By operating out of the buildings it owns, the organization also minimizes office space costs while establishing a form of reserve fund that not only gives long-term financial security to the organization, but also provides resources and services to stakeholders and community partners, every day.
WE Charity has received specific, targeted donor gifts towards the purchase of real estate. To be clear, no project funds or youth fundraising was used for the purchase of real estate. For example, WE’s Global Headquarters in downtown Toronto, the WE Global Learning Centre, was funded entirely through targeted gifts from donors.
The WE orgainzation has adopted a long-term vision to establish a nexus of innovation, a Campus for Good, that enables non-profits, social enterprises, and community services, within a hub in Toronto’s urban east core that fosters transformative change in the local and global communities. The WE Global Learning Centre and the soon-to-be completed WE Social Entrepreneurship Centrewill together serve as the physical anchors of this vision, providing shared services to social purpose organizations. The goal is to encourage other social purpose entities to leverage WE’s shared use spaces and resources. As that transformation takes place, WE will work to ensure those most in need continue to have a home in the community, and benefit from the positive impacts the Campus for Good generates.
WE’s Real Estate Strategy is fully endorsed by WE Charity’s Board of Directors and has been independently verified by financial and governance experts. It has created long-term assets for the organization while enabling WE Charity to spend less than 10% of its funds on administration, with, on average, 90 cents of every dollar donated going directly to support programming.

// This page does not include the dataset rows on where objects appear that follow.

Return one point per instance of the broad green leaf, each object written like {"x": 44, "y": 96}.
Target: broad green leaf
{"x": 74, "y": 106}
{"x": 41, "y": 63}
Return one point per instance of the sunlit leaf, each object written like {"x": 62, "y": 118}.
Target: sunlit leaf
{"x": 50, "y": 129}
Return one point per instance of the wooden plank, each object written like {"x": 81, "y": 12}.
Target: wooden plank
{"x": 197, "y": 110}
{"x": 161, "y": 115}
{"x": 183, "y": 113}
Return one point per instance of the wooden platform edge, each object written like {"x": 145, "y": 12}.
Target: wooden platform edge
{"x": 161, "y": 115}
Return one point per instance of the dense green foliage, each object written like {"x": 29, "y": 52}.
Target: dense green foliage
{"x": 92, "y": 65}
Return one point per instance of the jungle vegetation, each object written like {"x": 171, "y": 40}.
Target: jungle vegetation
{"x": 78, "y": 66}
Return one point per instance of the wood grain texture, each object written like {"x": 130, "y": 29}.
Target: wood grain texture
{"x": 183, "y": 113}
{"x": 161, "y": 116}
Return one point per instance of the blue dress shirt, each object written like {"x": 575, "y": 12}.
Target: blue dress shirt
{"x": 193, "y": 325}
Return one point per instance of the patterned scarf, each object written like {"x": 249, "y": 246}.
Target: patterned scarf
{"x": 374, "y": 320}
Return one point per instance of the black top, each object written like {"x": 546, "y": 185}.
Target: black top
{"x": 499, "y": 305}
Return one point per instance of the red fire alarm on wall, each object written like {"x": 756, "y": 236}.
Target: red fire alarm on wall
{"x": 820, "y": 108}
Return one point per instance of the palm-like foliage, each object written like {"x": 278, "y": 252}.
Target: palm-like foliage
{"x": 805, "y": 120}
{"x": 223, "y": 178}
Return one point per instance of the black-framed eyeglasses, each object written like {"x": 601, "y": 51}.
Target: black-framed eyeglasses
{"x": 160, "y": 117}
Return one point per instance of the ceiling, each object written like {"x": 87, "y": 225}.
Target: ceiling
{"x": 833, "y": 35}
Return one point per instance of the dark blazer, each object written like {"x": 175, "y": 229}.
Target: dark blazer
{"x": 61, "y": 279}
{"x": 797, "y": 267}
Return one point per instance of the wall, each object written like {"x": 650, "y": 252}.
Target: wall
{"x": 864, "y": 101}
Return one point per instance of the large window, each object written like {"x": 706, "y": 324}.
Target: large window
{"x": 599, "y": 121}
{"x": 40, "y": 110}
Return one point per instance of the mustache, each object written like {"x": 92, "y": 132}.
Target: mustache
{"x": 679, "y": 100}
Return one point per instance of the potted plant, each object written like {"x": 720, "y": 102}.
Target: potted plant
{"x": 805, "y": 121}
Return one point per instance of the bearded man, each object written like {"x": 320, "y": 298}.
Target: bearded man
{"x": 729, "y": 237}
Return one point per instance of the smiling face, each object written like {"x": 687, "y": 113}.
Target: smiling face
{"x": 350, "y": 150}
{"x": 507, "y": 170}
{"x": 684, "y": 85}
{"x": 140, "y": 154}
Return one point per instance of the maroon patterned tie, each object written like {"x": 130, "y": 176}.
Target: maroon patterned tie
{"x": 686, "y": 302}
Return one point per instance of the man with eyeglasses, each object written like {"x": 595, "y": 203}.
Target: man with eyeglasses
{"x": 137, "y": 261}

By leveraging real estate as a long-term asset, and with the generous support from donors, WE has created a new model that one expert calls a “best practice for other non-profits to follow”. In his review of WE Charity's real estate practices, Scott McCallum, the former Governor of Wisconsin, said: "Based on my thorough review and my 40 years of experience working in the non-profit sections, I can conclude that WE Charity's investments in real estate assets represent a best-in-class example for other non-profits to follow."